As a counselor, my area of concern and expertise is the heart, the soul, the unseen mental and emotional and even spiritual aspects of people that are impacted in such dramatic and sometimes unspeakable ways by an event like this.  “Like this.” As if there is something else to compare it to.  Miles and miles of our land has been laid flat, a wasteland.  Hiroshima in the Midwest. And I have been working with many other amazing folks trying to offer help and aid to those affected.  The first needs of course are the basic: shelter, food, clothing, social support — many hobbled or limped or sometimes rode away in ambulances with none of these left. Suddenly everyone became a medic, a social worker, a neighbor, a friend, a brother or sister, and at least to a few, a hero.

Six days into the tragedy, local, state, and federal agencies have become very active and, together with large ministries and other relief organizations, have taken over much of the reactionary needs.  Slowly now we are waking up from nightmare to realize we weren’t actually asleep.  We are lifting our heads from our basements and our bathtubs where we hid, breaking through the powerful self-defense of denial, and realizing the enormity of this disaster.  We are beginning to see that recovery — and for some that remains an elusive and even cruel word — will take not weeks, not months, but years.  Decades from now some of us will still have lingering fears, deep pain, and will silently cry ourselves to sleep at night remembering that Sunday afternoon when our world blew away.

In the meantime, we hope, and we work.  And we really are a tireless people.  Everyday friends of mine have now become giants in my eyes.  Neighbors I never knew I’m now meeting in church shelters as we stack water and organize distributions.
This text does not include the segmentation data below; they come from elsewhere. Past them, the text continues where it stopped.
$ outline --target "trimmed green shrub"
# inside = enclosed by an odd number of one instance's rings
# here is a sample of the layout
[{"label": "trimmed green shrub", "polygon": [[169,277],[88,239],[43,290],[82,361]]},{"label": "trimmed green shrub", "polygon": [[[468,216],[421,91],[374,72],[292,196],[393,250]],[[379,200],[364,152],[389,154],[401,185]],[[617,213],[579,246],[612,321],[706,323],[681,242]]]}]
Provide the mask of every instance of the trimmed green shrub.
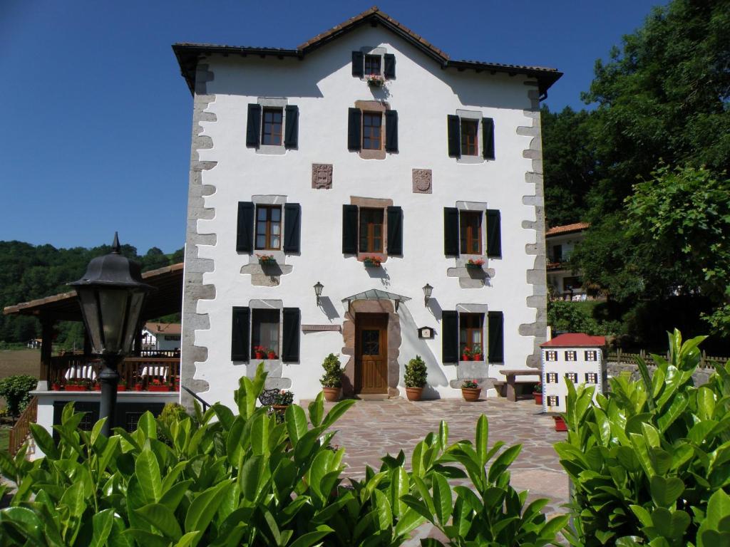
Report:
[{"label": "trimmed green shrub", "polygon": [[410,360],[406,365],[403,382],[406,387],[423,387],[426,385],[426,363],[420,355],[416,355],[415,359]]},{"label": "trimmed green shrub", "polygon": [[730,544],[730,362],[696,387],[704,337],[669,335],[669,360],[611,392],[569,382],[567,440],[556,450],[573,484],[574,546]]},{"label": "trimmed green shrub", "polygon": [[31,402],[31,392],[38,385],[38,379],[28,374],[16,374],[0,379],[0,395],[5,397],[10,416],[18,416]]}]

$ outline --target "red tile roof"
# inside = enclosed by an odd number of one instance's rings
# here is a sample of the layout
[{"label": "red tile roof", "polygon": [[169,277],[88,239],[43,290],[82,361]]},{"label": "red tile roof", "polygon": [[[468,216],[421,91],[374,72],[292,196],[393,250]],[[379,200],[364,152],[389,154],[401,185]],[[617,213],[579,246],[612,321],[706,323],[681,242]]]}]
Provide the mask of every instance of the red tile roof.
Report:
[{"label": "red tile roof", "polygon": [[604,336],[591,336],[583,333],[568,333],[540,344],[541,348],[594,348],[606,345]]},{"label": "red tile roof", "polygon": [[588,222],[575,222],[575,224],[566,224],[564,226],[553,226],[545,232],[545,236],[556,236],[558,233],[569,233],[570,232],[580,232],[585,230],[591,225]]}]

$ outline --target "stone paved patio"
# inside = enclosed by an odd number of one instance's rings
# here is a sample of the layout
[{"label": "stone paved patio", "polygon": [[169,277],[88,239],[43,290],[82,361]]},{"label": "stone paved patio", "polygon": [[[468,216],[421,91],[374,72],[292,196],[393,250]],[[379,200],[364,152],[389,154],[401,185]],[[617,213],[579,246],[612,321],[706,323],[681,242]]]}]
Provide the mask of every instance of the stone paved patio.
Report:
[{"label": "stone paved patio", "polygon": [[[326,404],[330,408],[332,403]],[[306,406],[304,402],[303,406]],[[461,439],[473,441],[477,419],[483,414],[489,419],[490,446],[497,441],[507,446],[523,446],[510,468],[512,486],[518,490],[529,490],[530,500],[549,499],[545,508],[548,516],[565,512],[561,505],[568,500],[568,478],[553,444],[564,439],[566,434],[556,432],[553,419],[542,414],[541,407],[532,400],[358,400],[335,424],[337,433],[333,443],[345,447],[345,462],[349,466],[345,476],[360,478],[364,476],[366,465],[377,469],[380,457],[386,453],[396,455],[402,449],[410,467],[413,447],[429,431],[437,431],[442,419],[449,424],[450,443]],[[430,525],[422,527],[407,545],[420,545],[419,538],[434,533]]]}]

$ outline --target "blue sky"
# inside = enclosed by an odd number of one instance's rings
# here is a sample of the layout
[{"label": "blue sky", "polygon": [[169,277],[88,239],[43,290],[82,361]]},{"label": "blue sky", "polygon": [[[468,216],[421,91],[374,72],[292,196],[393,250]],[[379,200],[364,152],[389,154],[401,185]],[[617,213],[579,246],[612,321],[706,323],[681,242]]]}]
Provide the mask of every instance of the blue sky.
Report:
[{"label": "blue sky", "polygon": [[[579,109],[596,59],[666,0],[388,0],[381,10],[454,59],[565,73]],[[0,240],[182,247],[192,98],[170,45],[296,47],[370,7],[337,0],[0,0]],[[445,6],[458,6],[449,11]]]}]

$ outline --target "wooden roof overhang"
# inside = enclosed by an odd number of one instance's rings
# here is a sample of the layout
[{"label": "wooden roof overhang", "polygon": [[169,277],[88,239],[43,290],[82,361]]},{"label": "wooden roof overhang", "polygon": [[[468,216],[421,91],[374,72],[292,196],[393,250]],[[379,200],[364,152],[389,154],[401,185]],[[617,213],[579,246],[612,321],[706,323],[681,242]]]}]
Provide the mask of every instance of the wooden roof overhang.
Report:
[{"label": "wooden roof overhang", "polygon": [[318,34],[314,38],[299,45],[296,50],[283,49],[278,47],[253,47],[248,46],[215,45],[213,44],[194,44],[182,42],[174,44],[172,50],[177,58],[180,71],[188,84],[191,94],[195,94],[195,73],[198,61],[207,55],[213,54],[237,55],[247,57],[248,55],[266,57],[274,56],[279,59],[285,57],[294,57],[299,60],[304,59],[307,53],[321,47],[322,46],[336,40],[350,31],[365,24],[375,26],[381,25],[406,42],[422,51],[426,55],[441,65],[442,69],[455,68],[458,71],[473,69],[477,73],[488,72],[494,74],[497,72],[507,73],[510,76],[526,74],[537,80],[541,98],[547,96],[548,90],[563,75],[562,72],[556,69],[544,66],[526,66],[523,65],[502,64],[500,63],[483,63],[476,61],[454,61],[444,51],[427,42],[422,36],[401,24],[390,15],[381,12],[377,6],[348,19],[344,23],[332,28]]},{"label": "wooden roof overhang", "polygon": [[[142,321],[182,311],[182,268],[183,263],[180,263],[142,274],[145,283],[157,289],[147,297],[142,312]],[[83,320],[75,291],[9,306],[3,309],[3,314],[30,315],[40,319],[58,321]]]}]

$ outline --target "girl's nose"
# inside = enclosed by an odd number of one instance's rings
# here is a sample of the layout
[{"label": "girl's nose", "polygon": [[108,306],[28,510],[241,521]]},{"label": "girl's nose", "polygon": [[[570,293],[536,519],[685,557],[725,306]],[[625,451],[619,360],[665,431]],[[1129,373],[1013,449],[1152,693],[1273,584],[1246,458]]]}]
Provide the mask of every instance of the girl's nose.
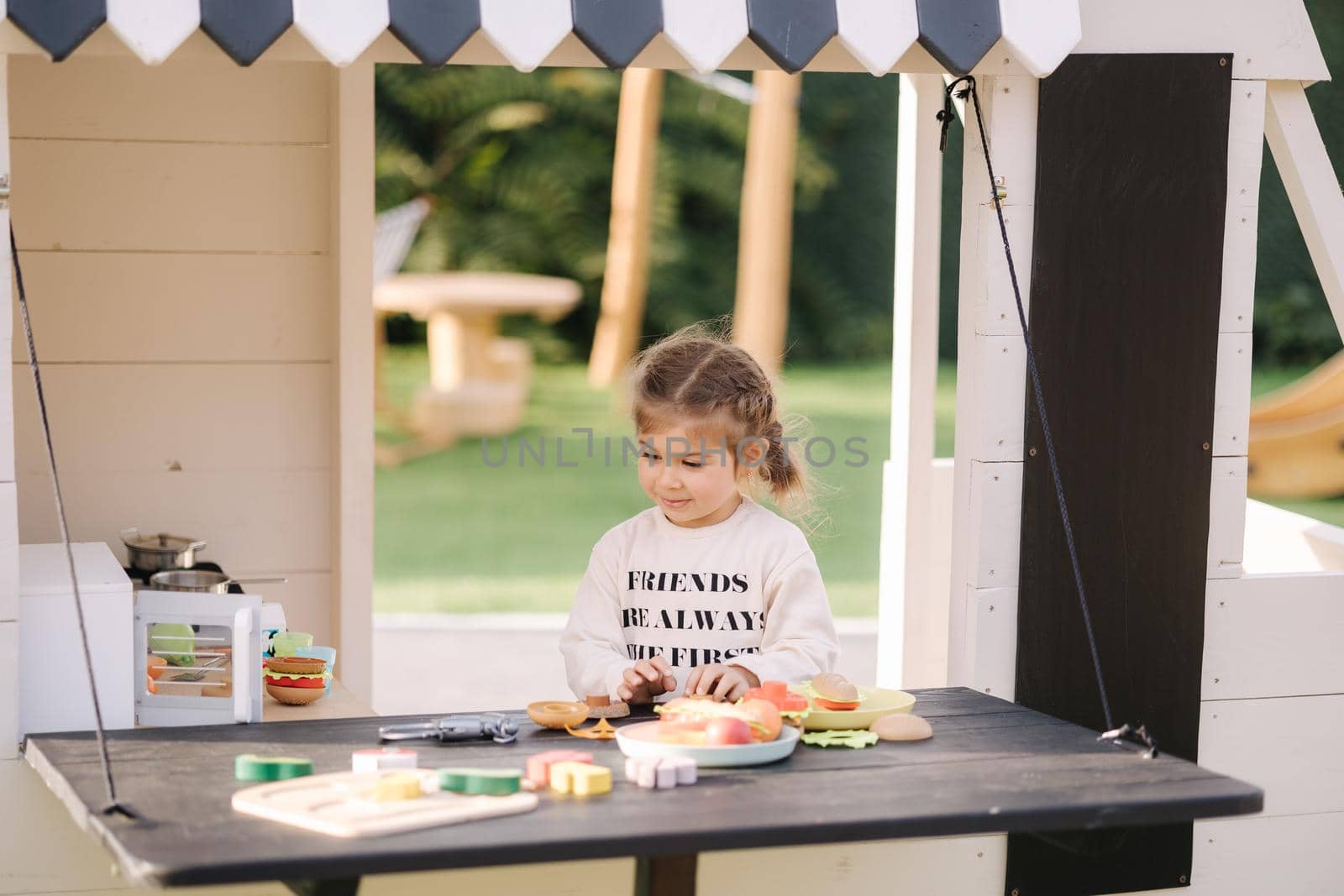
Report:
[{"label": "girl's nose", "polygon": [[680,488],[681,473],[677,470],[676,463],[661,462],[661,469],[659,470],[659,485],[665,489]]}]

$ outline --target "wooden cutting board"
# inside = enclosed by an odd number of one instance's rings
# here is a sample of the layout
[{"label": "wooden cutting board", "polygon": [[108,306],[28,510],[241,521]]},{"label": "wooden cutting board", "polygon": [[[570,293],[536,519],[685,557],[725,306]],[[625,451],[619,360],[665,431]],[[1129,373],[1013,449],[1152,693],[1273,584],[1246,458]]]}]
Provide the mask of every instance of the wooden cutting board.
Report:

Everyone becomes a counselor to someone — no license needed.  Just love enough to let your own heart break, hands, tears, and somehow, in some way mysteriously unique to the human condition, the ability to share an ache that is unsharable, uncommunicable.

Community is not a new concept to me; I value it deeply, and know both as a part of a church body and as a trained therapist, that community is required for us to live and thrive.  But it has taken on a new definition for me.  Not different, just more.  There is more spirit and soul in this place than I have ever seen before.  Our city now looks and feels very much third-world, and we have stories to tell, but even with the unspeakable suffering, they don’t have to be stories of despair.  At least, that is not the way I hope they end.  For now, in order to honor the reality of all of this, I fear that will be a key character within the pages.

There were fifty thousand tornadoes that day.  Probably more.  But every person who experienced did so differently.  For one, it means that their beloved son who just graduated high school, who was sucked through the sunroof of his car while driving, is dead, and they have to figure out how to live without him.  For another, it is the loss of a business that has years of their blood, sweet, and tears poured into it.  For another, it came with a loss of their own life.  For all, it is the collective cry and groaning grief of a loss too immense for us to quite yet fathom.  We remain in reactive mode.  It is hardly time to reflect.

But that is my purpose here.  I know that I can only offer hope and help to the degree that my own heart is alive and well, and I must process what I experience in this, else I am in danger of symptoms of secondary trauma.  That is one reason I am “writing out the storm” here.  Another, though, is that I want to remember.  I want the stories to be told of the great seconds of heroism and the heavy ache of loss, of what this city once was and what it is to become, of those who have given something of themselves — even though they may be across the country or the world — in order that we here in Joplin Missouri may recover.  As elusive as that seems, we will recover.  We will heal and we will live.